Monday, April 8, 2013

undertheradar.co.nz review...


Specter at the Feast

Specter at the Feast

By Black Rebel Motorcycle Club

Abstract Dragon
7 / 10
8th April 2013
By Courtney Sanders


Bands rarely exist in a vacuum. Like most creatives, their output – and success – reflects the social and political circumstances of their time. Black Rebel Motorcycle Club released their debut, self titled album in 2001. A myriad Brit pop and new wave imitators (and of course, Nickelback) had - for the most part - left a void of qualitative independent music in their wake, thus the time was ripe for an artist to commandeer the imagination of a generation. Enter a bunch of five, skinny jean-wearing dudes who released an album you may or may not have heard of, Is This It and spurned a worldwide, alt-rock revival that took the likes of Yeah Yeah Yeahs, Franz Ferdinand, The Libertines, Bloc Party and – to a lesser extent - Black Rebel Motorcycle Club along for one hell of a ride.

More than a decade on and both bands dropped studio albums in the same month: The Strokes’ awkwardly titled Comedown Machine and B.R.M.C’s Specter at the Feast.

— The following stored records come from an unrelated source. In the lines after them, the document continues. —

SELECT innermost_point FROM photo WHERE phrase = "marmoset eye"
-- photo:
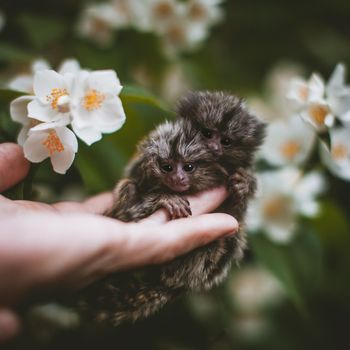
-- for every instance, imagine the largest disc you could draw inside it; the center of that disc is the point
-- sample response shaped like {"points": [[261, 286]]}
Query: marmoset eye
{"points": [[207, 133], [188, 167], [167, 168], [226, 141]]}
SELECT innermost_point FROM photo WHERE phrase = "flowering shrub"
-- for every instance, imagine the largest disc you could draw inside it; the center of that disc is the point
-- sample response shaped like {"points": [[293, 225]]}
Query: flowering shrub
{"points": [[181, 25], [87, 100], [292, 289]]}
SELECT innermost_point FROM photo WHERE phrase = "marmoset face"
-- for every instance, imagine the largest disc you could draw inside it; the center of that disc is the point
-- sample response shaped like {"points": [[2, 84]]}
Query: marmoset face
{"points": [[175, 158], [226, 128]]}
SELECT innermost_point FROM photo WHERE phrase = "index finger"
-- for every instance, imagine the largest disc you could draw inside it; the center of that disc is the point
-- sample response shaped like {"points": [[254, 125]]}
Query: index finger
{"points": [[13, 166], [201, 203]]}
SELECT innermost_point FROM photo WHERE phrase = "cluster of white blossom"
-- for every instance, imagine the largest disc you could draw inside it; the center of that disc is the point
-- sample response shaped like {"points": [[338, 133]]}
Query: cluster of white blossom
{"points": [[254, 290], [326, 107], [181, 25], [88, 101], [305, 114]]}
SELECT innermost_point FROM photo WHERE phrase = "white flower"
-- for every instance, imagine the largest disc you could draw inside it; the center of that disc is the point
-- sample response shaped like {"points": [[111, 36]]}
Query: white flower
{"points": [[319, 115], [337, 159], [98, 22], [51, 140], [288, 142], [310, 96], [163, 11], [303, 92], [254, 288], [96, 107], [284, 194], [18, 107], [52, 96], [175, 82], [338, 94], [24, 82]]}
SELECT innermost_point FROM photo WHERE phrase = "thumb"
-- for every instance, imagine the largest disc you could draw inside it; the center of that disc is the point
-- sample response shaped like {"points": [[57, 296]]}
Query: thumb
{"points": [[13, 166]]}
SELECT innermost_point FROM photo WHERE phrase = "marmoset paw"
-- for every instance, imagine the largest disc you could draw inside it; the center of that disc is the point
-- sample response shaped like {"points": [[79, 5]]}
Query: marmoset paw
{"points": [[177, 207]]}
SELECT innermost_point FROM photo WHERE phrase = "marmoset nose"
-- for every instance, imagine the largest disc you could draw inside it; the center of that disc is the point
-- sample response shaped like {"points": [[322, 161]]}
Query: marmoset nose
{"points": [[215, 148]]}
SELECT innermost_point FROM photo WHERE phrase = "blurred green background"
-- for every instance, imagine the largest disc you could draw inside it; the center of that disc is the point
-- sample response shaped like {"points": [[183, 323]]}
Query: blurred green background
{"points": [[294, 296]]}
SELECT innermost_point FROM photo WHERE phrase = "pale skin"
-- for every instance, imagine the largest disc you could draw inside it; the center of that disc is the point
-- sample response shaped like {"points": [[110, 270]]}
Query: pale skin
{"points": [[71, 244]]}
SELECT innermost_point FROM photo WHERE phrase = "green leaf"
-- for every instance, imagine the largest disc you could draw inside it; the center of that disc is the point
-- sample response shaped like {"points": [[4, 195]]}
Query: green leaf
{"points": [[292, 264]]}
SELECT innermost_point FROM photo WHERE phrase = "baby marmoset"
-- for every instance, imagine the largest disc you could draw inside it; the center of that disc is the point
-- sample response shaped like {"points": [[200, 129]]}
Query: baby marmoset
{"points": [[212, 143]]}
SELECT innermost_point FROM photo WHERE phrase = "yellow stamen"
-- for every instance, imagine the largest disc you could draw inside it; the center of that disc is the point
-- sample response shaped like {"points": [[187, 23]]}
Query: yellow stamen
{"points": [[163, 10], [55, 95], [339, 152], [93, 100], [53, 143], [33, 122], [197, 12], [318, 113], [290, 149]]}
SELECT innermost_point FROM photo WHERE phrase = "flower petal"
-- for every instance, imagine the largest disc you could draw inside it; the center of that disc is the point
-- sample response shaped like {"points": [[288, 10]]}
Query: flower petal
{"points": [[18, 109], [45, 81], [68, 138], [104, 81], [69, 66], [40, 64], [22, 83], [61, 161], [44, 113], [65, 120], [23, 135], [34, 149], [111, 117], [88, 134]]}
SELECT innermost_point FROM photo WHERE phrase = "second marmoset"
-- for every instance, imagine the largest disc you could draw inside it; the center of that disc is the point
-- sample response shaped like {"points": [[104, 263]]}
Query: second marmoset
{"points": [[174, 161]]}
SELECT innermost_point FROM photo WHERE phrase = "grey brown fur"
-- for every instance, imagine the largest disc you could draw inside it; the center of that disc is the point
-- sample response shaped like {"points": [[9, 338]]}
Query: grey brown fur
{"points": [[215, 132]]}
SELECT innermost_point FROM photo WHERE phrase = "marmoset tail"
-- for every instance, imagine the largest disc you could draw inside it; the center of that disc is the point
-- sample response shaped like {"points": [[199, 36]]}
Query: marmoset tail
{"points": [[232, 135], [212, 143], [170, 164]]}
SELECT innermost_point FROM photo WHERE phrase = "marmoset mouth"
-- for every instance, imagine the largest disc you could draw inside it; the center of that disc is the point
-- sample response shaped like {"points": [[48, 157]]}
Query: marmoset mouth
{"points": [[179, 187]]}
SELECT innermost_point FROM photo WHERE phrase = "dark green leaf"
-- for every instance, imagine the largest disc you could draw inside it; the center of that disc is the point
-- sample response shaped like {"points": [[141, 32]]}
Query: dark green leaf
{"points": [[12, 53]]}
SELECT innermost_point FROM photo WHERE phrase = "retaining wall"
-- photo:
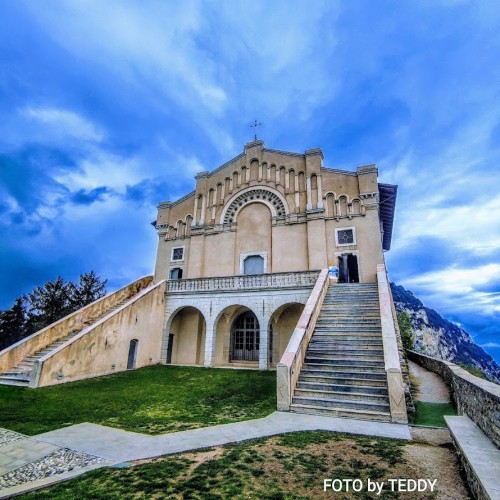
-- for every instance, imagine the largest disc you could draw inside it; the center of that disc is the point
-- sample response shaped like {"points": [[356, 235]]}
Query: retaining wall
{"points": [[475, 397]]}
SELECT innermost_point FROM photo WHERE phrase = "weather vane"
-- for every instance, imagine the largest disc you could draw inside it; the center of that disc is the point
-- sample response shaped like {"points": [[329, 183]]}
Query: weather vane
{"points": [[254, 126]]}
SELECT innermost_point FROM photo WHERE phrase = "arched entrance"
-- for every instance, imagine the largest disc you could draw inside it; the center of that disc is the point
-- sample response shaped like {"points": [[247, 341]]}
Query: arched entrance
{"points": [[132, 354], [281, 326], [245, 338], [184, 339]]}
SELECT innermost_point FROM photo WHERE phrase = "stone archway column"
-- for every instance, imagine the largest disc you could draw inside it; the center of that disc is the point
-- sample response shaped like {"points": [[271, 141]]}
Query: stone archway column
{"points": [[263, 343], [309, 194], [320, 192], [210, 343]]}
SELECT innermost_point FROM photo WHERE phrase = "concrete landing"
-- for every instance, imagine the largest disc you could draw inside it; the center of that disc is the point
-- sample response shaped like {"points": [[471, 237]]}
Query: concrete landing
{"points": [[118, 445], [431, 388], [22, 452], [115, 445]]}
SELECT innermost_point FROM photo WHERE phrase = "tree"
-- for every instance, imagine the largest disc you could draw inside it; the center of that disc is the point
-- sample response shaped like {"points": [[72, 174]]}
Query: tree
{"points": [[88, 290], [49, 303], [13, 323], [406, 330]]}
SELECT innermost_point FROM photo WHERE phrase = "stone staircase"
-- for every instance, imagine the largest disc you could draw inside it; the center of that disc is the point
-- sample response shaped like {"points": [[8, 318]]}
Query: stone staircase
{"points": [[20, 374], [343, 372]]}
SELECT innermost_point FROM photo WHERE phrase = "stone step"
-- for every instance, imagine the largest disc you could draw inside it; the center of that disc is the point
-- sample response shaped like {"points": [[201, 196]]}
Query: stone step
{"points": [[342, 403], [341, 379], [344, 396], [323, 336], [308, 385], [8, 380], [341, 412], [344, 368], [336, 359], [15, 373], [333, 305], [346, 344], [354, 355]]}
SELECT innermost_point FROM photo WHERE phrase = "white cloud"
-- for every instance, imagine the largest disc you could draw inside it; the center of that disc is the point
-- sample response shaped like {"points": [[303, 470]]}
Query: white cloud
{"points": [[494, 345], [64, 122], [455, 290]]}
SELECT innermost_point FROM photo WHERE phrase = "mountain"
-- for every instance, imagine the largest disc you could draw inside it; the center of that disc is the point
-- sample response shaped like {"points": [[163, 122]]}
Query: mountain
{"points": [[441, 338]]}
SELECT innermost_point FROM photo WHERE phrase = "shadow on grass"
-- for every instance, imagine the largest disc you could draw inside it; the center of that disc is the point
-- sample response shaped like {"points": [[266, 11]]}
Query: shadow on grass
{"points": [[153, 400], [432, 413]]}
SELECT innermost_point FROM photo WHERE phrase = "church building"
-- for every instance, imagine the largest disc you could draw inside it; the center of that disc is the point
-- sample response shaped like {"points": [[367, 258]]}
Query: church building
{"points": [[242, 251], [274, 261]]}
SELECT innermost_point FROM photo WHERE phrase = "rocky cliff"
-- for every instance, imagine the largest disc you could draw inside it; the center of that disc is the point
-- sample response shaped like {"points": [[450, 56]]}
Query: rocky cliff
{"points": [[438, 337]]}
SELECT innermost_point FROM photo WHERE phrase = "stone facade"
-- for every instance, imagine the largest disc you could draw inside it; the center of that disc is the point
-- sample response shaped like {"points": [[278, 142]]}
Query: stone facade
{"points": [[260, 202], [278, 215]]}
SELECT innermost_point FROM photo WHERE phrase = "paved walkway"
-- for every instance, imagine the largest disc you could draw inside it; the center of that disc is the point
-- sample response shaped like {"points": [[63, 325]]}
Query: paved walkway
{"points": [[432, 388], [116, 446]]}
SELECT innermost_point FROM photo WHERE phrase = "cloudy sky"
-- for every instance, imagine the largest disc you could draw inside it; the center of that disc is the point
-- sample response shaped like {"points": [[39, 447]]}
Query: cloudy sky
{"points": [[107, 108]]}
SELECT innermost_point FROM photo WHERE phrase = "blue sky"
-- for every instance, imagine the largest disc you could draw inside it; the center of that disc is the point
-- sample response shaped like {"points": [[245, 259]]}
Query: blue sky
{"points": [[109, 107]]}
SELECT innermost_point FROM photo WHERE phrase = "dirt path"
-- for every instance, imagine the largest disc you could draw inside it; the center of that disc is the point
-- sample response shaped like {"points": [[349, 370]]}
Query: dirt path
{"points": [[431, 388]]}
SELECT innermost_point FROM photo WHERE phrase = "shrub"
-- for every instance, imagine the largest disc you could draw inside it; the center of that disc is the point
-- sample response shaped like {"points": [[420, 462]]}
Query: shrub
{"points": [[407, 335]]}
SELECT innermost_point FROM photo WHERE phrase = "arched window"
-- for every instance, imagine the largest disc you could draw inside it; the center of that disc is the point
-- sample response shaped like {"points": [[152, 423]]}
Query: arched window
{"points": [[245, 338], [132, 354], [176, 273], [253, 264]]}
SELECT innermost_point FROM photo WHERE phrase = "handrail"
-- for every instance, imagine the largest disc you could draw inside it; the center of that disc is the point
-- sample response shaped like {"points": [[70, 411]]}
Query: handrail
{"points": [[291, 362]]}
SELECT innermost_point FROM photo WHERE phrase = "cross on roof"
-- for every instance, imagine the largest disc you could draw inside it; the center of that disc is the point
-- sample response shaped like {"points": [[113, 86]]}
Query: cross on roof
{"points": [[254, 126]]}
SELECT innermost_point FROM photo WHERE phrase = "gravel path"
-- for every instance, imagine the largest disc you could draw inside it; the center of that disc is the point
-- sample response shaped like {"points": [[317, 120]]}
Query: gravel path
{"points": [[7, 437], [25, 459], [431, 388], [62, 460]]}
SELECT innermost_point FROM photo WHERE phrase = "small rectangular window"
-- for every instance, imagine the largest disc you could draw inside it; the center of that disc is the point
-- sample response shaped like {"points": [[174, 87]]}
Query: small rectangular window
{"points": [[345, 236], [177, 253]]}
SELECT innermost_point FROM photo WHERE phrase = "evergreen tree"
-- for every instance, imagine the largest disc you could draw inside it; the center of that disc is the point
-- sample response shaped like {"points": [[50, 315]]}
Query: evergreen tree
{"points": [[13, 323], [49, 303], [88, 290]]}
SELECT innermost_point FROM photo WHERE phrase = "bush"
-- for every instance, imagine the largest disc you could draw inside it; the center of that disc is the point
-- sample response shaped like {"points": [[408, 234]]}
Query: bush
{"points": [[406, 330]]}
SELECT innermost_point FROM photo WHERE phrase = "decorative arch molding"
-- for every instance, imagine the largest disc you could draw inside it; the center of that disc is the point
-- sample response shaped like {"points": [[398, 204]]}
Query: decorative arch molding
{"points": [[270, 197]]}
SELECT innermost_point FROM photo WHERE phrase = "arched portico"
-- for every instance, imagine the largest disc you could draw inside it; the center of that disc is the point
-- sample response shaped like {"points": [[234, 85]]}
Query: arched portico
{"points": [[262, 295], [281, 326], [184, 337], [238, 337]]}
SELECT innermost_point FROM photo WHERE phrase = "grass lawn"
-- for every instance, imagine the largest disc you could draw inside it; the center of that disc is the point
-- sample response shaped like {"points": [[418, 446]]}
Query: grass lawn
{"points": [[288, 466], [152, 400], [432, 413]]}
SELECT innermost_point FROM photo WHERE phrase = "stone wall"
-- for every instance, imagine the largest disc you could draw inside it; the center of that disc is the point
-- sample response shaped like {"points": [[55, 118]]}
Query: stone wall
{"points": [[75, 321], [103, 348], [473, 396]]}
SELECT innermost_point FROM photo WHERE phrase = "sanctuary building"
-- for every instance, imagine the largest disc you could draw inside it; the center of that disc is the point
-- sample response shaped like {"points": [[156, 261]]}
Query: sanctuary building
{"points": [[248, 244], [274, 261]]}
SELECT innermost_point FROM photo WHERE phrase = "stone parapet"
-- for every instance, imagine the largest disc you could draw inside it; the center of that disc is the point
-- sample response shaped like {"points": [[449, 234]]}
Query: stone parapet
{"points": [[289, 367], [473, 396], [244, 282], [395, 383], [76, 321]]}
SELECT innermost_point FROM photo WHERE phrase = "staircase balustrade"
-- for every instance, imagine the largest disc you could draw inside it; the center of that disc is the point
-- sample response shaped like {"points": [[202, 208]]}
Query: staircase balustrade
{"points": [[289, 367], [244, 282]]}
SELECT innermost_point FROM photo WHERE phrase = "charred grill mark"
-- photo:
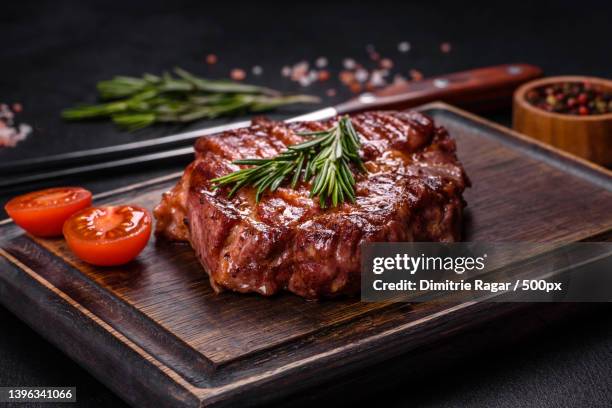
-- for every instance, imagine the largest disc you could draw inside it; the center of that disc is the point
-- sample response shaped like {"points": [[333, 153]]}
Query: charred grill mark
{"points": [[286, 242]]}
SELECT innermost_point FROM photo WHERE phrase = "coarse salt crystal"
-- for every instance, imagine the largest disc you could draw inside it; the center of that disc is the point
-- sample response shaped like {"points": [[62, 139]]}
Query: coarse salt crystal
{"points": [[376, 79], [416, 75], [321, 62], [361, 75], [237, 74], [349, 63], [299, 70], [403, 47], [386, 63]]}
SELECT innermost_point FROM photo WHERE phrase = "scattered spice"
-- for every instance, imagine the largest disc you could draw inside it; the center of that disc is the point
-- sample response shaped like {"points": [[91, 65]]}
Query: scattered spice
{"points": [[403, 47], [323, 75], [321, 62], [237, 74], [445, 47], [416, 75], [11, 131], [361, 75], [371, 74], [349, 63], [572, 98], [386, 63], [355, 87]]}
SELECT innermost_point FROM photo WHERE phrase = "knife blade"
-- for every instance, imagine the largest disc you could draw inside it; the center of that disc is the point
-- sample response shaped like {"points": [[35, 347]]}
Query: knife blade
{"points": [[479, 86]]}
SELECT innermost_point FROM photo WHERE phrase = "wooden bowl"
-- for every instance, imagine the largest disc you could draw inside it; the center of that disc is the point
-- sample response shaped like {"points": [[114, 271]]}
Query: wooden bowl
{"points": [[589, 136]]}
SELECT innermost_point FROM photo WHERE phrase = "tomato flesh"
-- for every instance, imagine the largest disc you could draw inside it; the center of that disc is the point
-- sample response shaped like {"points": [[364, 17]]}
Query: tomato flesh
{"points": [[42, 213], [108, 236]]}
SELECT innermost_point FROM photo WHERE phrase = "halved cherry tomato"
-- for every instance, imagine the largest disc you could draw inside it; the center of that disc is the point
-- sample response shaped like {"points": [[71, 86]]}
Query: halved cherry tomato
{"points": [[43, 212], [108, 236]]}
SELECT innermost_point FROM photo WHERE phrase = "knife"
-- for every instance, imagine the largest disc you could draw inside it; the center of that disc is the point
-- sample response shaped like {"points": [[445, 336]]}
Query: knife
{"points": [[477, 89]]}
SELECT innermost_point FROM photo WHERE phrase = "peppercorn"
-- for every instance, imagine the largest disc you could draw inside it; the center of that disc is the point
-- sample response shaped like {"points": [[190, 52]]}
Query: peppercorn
{"points": [[575, 98]]}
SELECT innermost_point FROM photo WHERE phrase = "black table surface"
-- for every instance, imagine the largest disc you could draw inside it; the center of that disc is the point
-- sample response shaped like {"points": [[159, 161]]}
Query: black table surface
{"points": [[54, 52]]}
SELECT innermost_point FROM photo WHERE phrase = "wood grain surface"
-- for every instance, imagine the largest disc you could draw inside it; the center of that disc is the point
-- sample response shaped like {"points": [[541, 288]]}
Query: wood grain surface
{"points": [[156, 333]]}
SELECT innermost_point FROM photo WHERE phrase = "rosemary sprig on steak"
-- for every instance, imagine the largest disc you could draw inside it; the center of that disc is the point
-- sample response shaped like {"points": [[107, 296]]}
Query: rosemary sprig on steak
{"points": [[135, 103], [325, 159]]}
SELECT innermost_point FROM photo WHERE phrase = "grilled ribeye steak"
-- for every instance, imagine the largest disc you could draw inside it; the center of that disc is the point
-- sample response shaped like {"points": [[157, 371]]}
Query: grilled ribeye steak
{"points": [[411, 192]]}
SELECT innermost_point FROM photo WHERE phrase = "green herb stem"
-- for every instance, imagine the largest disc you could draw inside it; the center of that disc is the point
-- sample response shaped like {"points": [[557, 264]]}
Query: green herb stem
{"points": [[323, 160]]}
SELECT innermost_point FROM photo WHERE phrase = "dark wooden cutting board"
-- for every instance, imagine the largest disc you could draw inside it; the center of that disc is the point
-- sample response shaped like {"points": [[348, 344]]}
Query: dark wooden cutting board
{"points": [[156, 333]]}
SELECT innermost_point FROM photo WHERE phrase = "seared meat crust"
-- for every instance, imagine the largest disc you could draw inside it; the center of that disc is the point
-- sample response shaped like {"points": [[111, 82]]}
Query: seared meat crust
{"points": [[412, 192]]}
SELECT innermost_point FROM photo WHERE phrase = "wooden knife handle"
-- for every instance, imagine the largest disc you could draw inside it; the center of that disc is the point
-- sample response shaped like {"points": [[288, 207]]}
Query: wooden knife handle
{"points": [[477, 89]]}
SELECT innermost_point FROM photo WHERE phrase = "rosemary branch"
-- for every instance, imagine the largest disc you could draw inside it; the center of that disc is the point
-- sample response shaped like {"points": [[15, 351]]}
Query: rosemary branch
{"points": [[324, 160], [135, 103]]}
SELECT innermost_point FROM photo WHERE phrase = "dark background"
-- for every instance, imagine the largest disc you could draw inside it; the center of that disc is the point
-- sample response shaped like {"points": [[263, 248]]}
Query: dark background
{"points": [[53, 53]]}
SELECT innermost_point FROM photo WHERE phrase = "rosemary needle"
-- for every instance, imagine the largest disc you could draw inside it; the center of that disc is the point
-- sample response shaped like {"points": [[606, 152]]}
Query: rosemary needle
{"points": [[134, 103], [324, 160]]}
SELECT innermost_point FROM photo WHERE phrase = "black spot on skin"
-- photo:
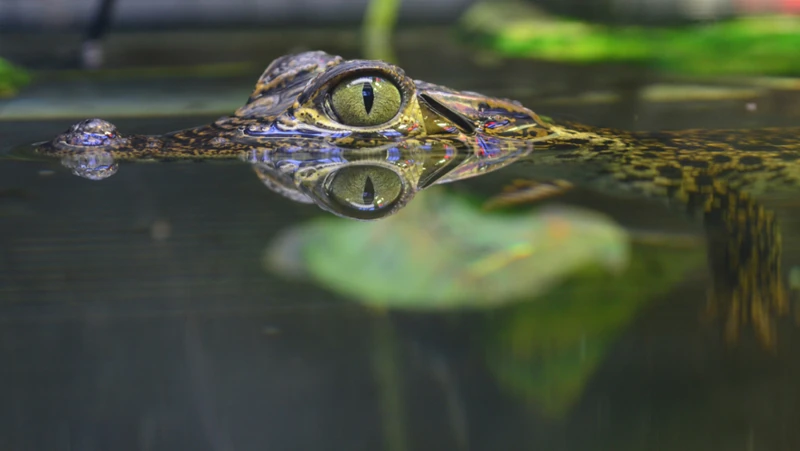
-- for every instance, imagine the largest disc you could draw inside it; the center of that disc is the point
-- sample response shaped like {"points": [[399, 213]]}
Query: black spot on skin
{"points": [[579, 142], [670, 172], [693, 163], [750, 160]]}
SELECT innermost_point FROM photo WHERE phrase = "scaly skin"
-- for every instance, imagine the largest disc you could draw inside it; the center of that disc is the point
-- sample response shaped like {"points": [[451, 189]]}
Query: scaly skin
{"points": [[287, 130]]}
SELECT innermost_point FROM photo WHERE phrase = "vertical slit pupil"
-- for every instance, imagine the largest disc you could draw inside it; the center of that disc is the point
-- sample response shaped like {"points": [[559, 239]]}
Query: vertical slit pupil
{"points": [[369, 96], [368, 196]]}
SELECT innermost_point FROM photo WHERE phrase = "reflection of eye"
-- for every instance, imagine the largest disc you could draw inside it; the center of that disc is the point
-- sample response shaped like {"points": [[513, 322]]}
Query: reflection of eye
{"points": [[365, 101], [365, 188]]}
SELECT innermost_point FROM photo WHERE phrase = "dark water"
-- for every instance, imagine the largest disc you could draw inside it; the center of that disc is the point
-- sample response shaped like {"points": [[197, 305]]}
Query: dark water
{"points": [[136, 313]]}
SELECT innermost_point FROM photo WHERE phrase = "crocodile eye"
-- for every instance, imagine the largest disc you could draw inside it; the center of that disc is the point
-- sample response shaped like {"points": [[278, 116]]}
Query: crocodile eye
{"points": [[365, 188], [365, 101]]}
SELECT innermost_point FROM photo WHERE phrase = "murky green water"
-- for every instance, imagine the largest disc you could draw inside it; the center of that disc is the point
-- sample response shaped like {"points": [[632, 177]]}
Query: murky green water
{"points": [[138, 313]]}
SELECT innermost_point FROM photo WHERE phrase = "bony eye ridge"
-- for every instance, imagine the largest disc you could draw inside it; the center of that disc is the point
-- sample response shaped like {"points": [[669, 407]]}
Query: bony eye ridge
{"points": [[364, 101]]}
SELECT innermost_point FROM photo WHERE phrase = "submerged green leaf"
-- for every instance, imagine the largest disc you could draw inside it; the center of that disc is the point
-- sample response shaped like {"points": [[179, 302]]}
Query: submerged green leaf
{"points": [[441, 251], [546, 351]]}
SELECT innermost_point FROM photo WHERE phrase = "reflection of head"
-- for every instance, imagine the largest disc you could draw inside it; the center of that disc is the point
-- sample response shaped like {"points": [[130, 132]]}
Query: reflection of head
{"points": [[373, 183]]}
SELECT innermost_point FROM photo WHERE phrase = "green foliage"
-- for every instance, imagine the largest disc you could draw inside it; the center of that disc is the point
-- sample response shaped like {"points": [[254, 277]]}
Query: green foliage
{"points": [[545, 351], [12, 79], [748, 45]]}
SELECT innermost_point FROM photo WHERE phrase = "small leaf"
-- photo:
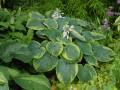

The latter was released on the band’s own label imprint – Abstract Dragon – with nary a whisper, undoubtedly finding a home in an audience who have always admired the band but hardly courting a new one, which makes sense: B.R.M.C have always skirted the edge of the garage rock blow-up, wholeheartedly adored by an acceptable-sized audience but never garnering mainstream attention for an album. Their inability to truly break is down to their output: each of their records is a compilation of both excellent songs and duds that collectively fail to ignite the imagination of the masses, and Specter at the Feast is another example of this.

‘Fire Walker’ opens proceedings with watery, atmospheric guitar and synthesizers, dropping into the kind of sexy, stoned ballad the band excel at, and sets things up for typically B.R.M.C single ‘Let the Day Begin’ – think B.R.M.C’s ‘What Ever Happened To My Rock and Roll’ or Baby 81’s ‘Weapon of Choice’. Leah Shapiro’s (previously of The Raveonettes) drumming has been criticized in the past but it’s one of this albums most impressive facets: she subtly accentuates basic tempos while seamlessly fitting into every given melody. Singles like the aforementioned ‘Let The Day Begin’ actually abound across Specter at the Feast. Tracks four, five and six are breathless, energetic affairs but then the eighth track does what most B.R.M.C albums do at some point: replaces any momentum with clunky, philosophizing lyrical sentiments and short-lived sonic experiments.

It feels unfair to criticize a band that consistently deliver excellent singles true to a succinct and ongoing aesthetic, regardless of changes to the sound of the day, but perhaps there’s the rub? There’s something in that title, Specter at the Feast: B.R.M.C create music in a removed, ghost-like fashion. Perhaps if they further engaged with their surroundings they would be able to deliver a definitive album that - like Is This It - captures the imagination of a generation for forty minutes instead of four-and-a-half.